Alla iniziazione deve seguire la formazione. La formazione dell’Homo Hermeticus è quantomeno duplice. La prima è quella dell’uomo dello spazio e tempo in cui vive e opera. La seconda è quella dell’iniziato. Dell’uomo che è divenuto altro da quello che era prima del cominciamento del suo viaggio. Questo divenire altro è il mutamento ontologico dovuto alla iniziazione. All’interno della scuola o dal suo Maestro iniziatore egli riceve la prima formazione, spesso e necessariamente in forma elementare, oltre che mitica, metaforica, allegorica e simbolica. Unitamente alla formazione riceve un metodo. Successivamente inizierà ad ampliare le prime nozioni ricevute sino a rendersi autonomo, autonomia che conquisterà passaggio dopo passaggio, anche attraverso la fase della ribellione e della «trasgressione», sino a giungere al momento della comprensione e compiere a sua volta il magistero. Se è per taluni aspetti imprescindibile la collocazione storica, per altri, allo stesso modo, non possono essere trattati come elementi secondari i rapporti dell’Homo Hermeticus con i simboli, il sacro e la tradizione sia essa quella con la t minuscola che quella con T maiuscola.

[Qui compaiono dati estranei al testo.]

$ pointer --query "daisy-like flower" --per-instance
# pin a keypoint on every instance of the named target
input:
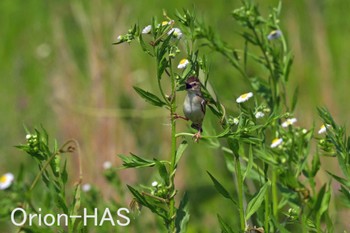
(276, 142)
(86, 187)
(259, 115)
(176, 33)
(244, 97)
(323, 129)
(275, 34)
(107, 165)
(289, 122)
(146, 29)
(6, 180)
(154, 184)
(183, 64)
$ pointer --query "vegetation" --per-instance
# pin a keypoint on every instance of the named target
(259, 166)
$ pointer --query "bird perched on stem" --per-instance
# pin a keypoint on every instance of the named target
(194, 105)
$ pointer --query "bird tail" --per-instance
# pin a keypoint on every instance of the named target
(197, 127)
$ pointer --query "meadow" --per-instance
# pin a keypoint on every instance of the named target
(88, 99)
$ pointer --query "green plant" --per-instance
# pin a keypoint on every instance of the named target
(262, 143)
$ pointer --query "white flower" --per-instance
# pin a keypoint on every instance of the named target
(6, 181)
(164, 23)
(183, 64)
(86, 187)
(146, 29)
(274, 35)
(154, 183)
(176, 33)
(276, 142)
(107, 165)
(259, 115)
(289, 122)
(323, 129)
(244, 97)
(43, 50)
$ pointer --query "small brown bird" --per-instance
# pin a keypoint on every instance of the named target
(194, 105)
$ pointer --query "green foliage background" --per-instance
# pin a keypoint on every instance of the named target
(59, 69)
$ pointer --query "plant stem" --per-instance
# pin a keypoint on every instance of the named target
(240, 192)
(172, 209)
(274, 193)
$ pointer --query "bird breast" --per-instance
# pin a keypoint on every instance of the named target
(193, 109)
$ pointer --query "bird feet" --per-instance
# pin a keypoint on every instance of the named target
(176, 116)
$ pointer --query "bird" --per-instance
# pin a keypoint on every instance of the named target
(194, 105)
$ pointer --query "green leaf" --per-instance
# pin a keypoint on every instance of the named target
(140, 199)
(322, 201)
(250, 162)
(346, 193)
(315, 165)
(341, 180)
(182, 215)
(220, 188)
(255, 203)
(225, 228)
(163, 48)
(144, 46)
(134, 161)
(149, 97)
(180, 150)
(64, 174)
(295, 99)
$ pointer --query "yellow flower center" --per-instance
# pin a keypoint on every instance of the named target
(3, 179)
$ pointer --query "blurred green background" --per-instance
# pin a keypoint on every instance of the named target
(59, 69)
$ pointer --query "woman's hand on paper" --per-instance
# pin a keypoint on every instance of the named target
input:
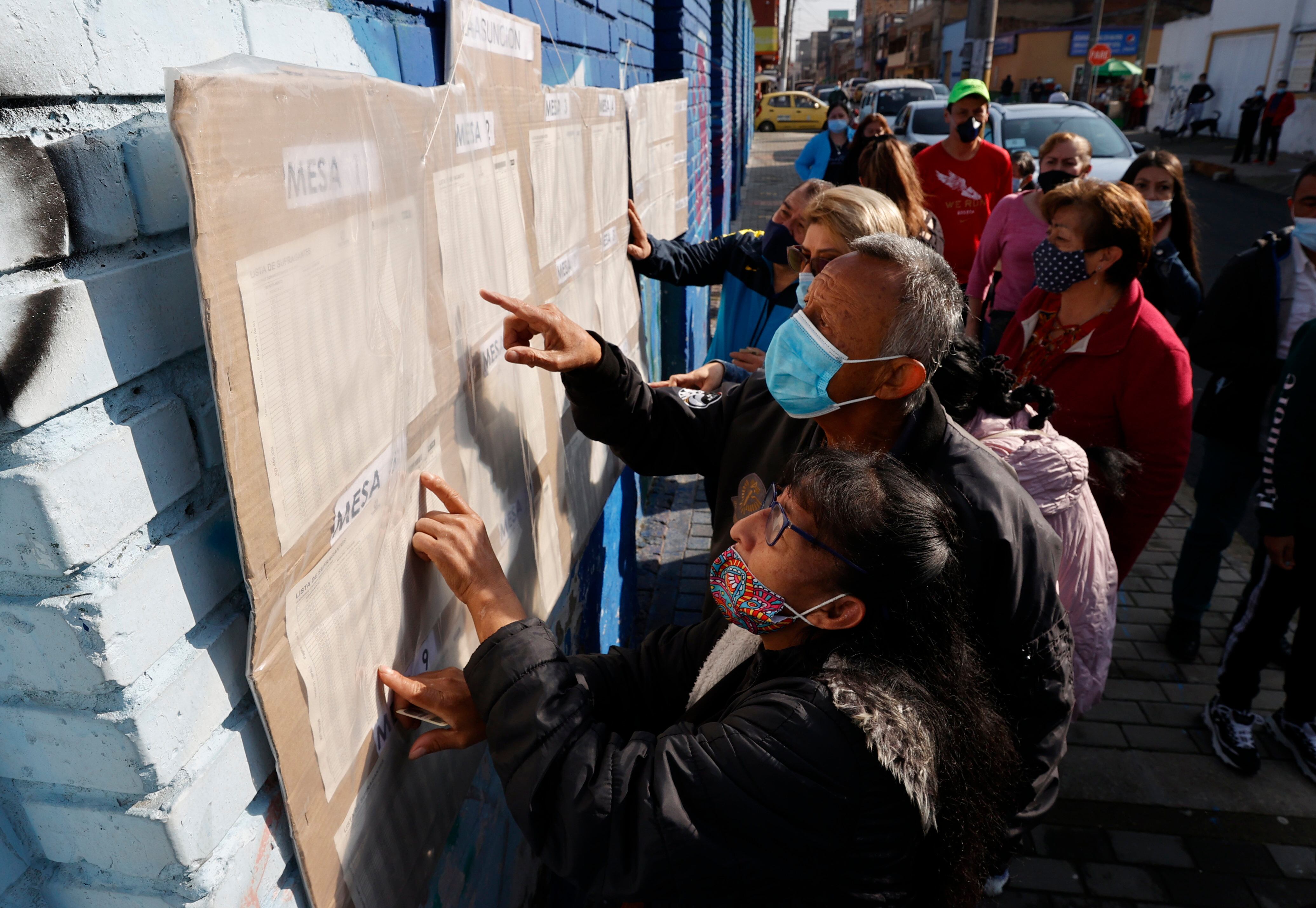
(460, 548)
(639, 248)
(566, 345)
(444, 694)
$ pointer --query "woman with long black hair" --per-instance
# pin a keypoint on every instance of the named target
(827, 740)
(1172, 279)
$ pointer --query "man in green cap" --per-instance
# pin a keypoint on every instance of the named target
(964, 177)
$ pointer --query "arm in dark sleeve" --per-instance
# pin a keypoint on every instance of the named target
(690, 265)
(652, 815)
(655, 431)
(1289, 440)
(645, 689)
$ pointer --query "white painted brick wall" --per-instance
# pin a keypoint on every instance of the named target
(69, 512)
(179, 825)
(102, 332)
(139, 740)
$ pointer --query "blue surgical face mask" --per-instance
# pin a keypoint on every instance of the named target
(802, 289)
(1305, 231)
(1056, 271)
(799, 366)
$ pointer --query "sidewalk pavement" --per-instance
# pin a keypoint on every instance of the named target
(1147, 814)
(1215, 156)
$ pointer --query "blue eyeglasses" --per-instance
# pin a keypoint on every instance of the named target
(778, 523)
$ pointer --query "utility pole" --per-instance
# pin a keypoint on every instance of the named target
(980, 37)
(1094, 39)
(784, 55)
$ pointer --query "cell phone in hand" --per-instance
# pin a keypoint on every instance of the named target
(423, 715)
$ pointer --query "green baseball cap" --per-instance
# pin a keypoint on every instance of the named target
(967, 87)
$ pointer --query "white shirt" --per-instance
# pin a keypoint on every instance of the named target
(1303, 308)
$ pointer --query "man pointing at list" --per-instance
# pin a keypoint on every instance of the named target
(964, 177)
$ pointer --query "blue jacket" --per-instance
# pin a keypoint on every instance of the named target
(814, 160)
(751, 310)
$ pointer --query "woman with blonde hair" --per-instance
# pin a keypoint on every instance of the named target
(1014, 231)
(887, 166)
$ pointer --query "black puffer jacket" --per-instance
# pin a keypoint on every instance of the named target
(756, 789)
(740, 440)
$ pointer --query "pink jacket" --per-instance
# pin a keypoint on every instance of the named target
(1053, 470)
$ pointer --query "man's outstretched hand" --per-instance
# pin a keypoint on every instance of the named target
(566, 345)
(639, 248)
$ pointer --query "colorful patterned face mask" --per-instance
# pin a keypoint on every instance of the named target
(744, 601)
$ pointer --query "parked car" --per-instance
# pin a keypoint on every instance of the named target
(922, 122)
(790, 110)
(887, 97)
(1027, 127)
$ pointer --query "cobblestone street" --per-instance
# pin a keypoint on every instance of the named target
(1148, 815)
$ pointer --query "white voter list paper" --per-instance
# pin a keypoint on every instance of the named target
(329, 399)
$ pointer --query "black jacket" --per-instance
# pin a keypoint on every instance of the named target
(1235, 337)
(764, 791)
(740, 441)
(1287, 503)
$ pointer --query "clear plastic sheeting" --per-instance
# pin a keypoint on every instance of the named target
(343, 230)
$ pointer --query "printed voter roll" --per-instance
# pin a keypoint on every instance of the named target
(328, 397)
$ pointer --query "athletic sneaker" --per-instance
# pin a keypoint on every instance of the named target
(1231, 736)
(1299, 739)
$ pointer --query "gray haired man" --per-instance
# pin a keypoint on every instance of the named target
(851, 370)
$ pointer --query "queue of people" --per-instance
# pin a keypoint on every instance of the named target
(916, 551)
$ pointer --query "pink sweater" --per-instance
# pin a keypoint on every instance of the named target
(1011, 236)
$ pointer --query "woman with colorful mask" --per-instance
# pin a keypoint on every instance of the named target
(1015, 228)
(826, 152)
(853, 757)
(1122, 377)
(1172, 279)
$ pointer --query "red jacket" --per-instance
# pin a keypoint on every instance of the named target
(1130, 387)
(1278, 108)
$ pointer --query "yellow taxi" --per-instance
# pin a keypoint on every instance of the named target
(790, 110)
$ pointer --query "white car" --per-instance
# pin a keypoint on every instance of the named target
(887, 97)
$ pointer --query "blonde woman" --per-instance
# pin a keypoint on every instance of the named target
(833, 220)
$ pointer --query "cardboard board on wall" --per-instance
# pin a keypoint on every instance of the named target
(343, 225)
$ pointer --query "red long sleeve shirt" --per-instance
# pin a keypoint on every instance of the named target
(1130, 386)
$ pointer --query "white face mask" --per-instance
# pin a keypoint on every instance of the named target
(1158, 208)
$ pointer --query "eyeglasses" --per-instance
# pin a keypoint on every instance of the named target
(778, 523)
(797, 258)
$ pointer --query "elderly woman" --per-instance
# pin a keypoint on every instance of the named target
(836, 745)
(1120, 374)
(1015, 228)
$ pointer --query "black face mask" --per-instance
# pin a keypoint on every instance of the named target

È lapalissiano di come si stia parlando di una iniziazione che ha raggiunto la sua completezza, ovvero, che sia passata da quello stato di potenza ad atto. Una iniziazione che resta solo potenza è inutile, peggio dannosa. “Lo scopo dell’iniziazione è di impiantare speciali semi karmici nella mente del discepolo: ma se egli (o ella) non posseggono l’apertura che deriva da un interesse spirituale di base, sarà per questi semi assai difficile avere un qualche effetto”. Per ovvie motivazioni in questa sede non ci occuperemo degli effetti delle iniziazioni nei piani di esistenza successivi a quelli dell’esistenza su questo piano materiale. Ma non possiamo non ricordare che il cambiamento ontologico dell’iniziato si verificava soprattutto nella sua esistenza dopo la morte. Già presso alcune popolazioni primitive si insiste con enfasi sulla differenza tra la sorte post-mortem degli iniziati nella confraternita e quella dei non-iniziati. Nell’Inno a Demetra si esaltava la felicità degli iniziati nell’altro mondo e si compiangevano loro che morivano senza aver partecipato ai Misteri. “Felice l’uomo che mentre viveva sulla terra ha visto queste cose! Colui che non ha conosciuto le sante orge e colui che vi ha partecipato non avranno dopo la morte la stessa sorte nelle dimore oscure”. (Inno a Demetra, 480-482).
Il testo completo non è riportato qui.